Une terre pleine de promesses

Au début du printemps 2020, au moment de candidater à une prépa en France, Augustin doit écrire un résumé de sa vie, plusieurs textes variés sur ses objectifs, ses atouts et ses défauts. Il se rend compte à quel point son bagage est varié et copieux, comme un repas de roi. Il se rend compte que son multilinguisme lui ouvrira plein de portes, probablement. Il se rend compte qu’il a, tout de même, deux, voire trois ans de « retard » relatif sur ses camarades qui se présentent. Un décalage dû à la Hongrie d’une part (il est rentré à 7 ans en primaire et le collège et lycée se déroulent en huit années contre sept en France), à son année « off » en Chine, en équivalent première, qui l’a obligé à « redoubler » pour un an. Il espère juste que ce détail de taille ne sera pas balayé lorsque les recruteurs dépouilleront les dossiers.
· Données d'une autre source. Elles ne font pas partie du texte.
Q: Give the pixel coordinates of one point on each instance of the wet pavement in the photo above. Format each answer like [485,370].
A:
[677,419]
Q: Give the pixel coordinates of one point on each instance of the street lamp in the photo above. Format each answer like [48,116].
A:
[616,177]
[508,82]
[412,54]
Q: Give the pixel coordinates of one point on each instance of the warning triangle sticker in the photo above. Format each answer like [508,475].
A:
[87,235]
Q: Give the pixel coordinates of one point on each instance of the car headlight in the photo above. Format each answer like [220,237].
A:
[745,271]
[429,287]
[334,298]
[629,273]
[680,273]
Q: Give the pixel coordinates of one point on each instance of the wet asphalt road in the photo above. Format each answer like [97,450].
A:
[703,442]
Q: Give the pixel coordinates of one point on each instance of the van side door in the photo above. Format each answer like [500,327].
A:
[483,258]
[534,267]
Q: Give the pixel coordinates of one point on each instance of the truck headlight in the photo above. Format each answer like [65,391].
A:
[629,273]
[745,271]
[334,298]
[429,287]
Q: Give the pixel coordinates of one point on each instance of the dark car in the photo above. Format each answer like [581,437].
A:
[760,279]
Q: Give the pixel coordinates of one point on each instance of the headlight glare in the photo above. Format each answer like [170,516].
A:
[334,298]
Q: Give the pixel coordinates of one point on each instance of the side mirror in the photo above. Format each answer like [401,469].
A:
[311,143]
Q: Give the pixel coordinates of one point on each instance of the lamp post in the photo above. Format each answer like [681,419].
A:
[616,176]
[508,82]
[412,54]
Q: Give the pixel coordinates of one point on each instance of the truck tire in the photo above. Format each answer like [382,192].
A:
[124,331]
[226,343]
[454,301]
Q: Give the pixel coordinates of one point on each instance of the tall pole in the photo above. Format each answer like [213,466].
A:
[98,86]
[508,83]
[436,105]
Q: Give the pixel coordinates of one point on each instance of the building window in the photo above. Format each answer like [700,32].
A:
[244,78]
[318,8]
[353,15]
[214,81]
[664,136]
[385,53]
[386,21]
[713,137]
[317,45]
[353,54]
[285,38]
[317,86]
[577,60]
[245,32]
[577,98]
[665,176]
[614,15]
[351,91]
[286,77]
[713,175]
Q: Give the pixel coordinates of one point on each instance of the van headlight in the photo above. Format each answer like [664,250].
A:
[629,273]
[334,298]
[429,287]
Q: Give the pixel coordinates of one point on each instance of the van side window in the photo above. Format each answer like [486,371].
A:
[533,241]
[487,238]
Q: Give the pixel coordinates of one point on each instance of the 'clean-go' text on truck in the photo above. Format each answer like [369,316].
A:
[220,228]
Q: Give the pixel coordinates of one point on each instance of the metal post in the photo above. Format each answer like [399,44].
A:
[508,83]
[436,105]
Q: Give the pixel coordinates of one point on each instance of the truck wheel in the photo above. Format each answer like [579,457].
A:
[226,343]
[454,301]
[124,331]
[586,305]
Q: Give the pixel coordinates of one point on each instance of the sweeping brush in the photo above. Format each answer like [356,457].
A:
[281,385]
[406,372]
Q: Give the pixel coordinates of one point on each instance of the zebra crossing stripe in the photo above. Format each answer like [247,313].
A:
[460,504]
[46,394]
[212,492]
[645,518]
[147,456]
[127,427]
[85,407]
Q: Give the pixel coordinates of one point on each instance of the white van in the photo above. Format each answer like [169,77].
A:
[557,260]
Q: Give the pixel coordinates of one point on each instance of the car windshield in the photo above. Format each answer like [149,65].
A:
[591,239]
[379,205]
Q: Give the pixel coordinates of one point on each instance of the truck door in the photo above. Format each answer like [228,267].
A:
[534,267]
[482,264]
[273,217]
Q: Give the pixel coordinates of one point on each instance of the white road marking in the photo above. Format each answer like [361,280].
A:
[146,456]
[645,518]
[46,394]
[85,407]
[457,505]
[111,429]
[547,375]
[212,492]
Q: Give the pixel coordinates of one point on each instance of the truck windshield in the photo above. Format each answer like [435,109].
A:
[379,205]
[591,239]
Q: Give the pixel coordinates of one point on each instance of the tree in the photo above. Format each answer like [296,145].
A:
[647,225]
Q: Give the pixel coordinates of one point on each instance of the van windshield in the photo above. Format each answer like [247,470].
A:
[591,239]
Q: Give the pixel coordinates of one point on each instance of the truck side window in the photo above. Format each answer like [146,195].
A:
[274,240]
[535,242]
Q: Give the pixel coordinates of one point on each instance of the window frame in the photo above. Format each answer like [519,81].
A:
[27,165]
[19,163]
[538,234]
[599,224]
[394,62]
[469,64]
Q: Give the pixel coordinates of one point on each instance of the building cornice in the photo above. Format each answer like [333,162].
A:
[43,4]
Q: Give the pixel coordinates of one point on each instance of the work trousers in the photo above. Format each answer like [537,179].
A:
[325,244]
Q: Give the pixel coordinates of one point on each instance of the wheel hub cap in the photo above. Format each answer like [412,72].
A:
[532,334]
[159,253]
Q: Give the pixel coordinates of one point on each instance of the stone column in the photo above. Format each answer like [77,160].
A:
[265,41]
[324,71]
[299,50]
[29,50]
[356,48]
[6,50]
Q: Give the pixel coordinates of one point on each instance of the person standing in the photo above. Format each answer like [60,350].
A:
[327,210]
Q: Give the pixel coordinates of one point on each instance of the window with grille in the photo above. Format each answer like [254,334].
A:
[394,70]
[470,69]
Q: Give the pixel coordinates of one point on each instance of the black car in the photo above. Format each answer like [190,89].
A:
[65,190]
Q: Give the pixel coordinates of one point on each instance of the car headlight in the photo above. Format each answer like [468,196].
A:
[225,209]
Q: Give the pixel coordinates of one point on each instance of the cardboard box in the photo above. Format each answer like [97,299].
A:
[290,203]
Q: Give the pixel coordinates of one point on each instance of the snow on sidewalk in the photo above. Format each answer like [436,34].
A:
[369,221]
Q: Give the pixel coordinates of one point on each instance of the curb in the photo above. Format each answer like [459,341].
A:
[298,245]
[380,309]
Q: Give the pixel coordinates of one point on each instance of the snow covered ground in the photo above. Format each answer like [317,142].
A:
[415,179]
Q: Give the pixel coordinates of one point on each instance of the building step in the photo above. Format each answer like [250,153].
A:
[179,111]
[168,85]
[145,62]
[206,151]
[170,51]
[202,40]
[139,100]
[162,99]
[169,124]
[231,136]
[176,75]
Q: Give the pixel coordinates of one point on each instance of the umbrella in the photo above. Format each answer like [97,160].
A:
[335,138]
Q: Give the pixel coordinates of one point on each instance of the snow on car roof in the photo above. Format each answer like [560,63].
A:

Heureux, rempli de joie de vivre, de soif d’apprendre et d’emmagasiner des tonnes de savoirs, Augustin aborde la vingtaine comme une terre pleine de promesse. L’horizon, ondulé et beau comme un paysage varié, lui offre plein de possibles. Ce bébé qui, en quelques secondes haletantes, était à deux doigts de s’éteindre le 13 mai 2000, est ce matin un grand gaillard, cheveux longs et bouclés, de grosses anglaises rebondissant sur ses épaules. Derrière son collier de barbe légère, il sourit à l’avenir. Et nous inonde de blagues. Bon anniversaire, notre Augustin !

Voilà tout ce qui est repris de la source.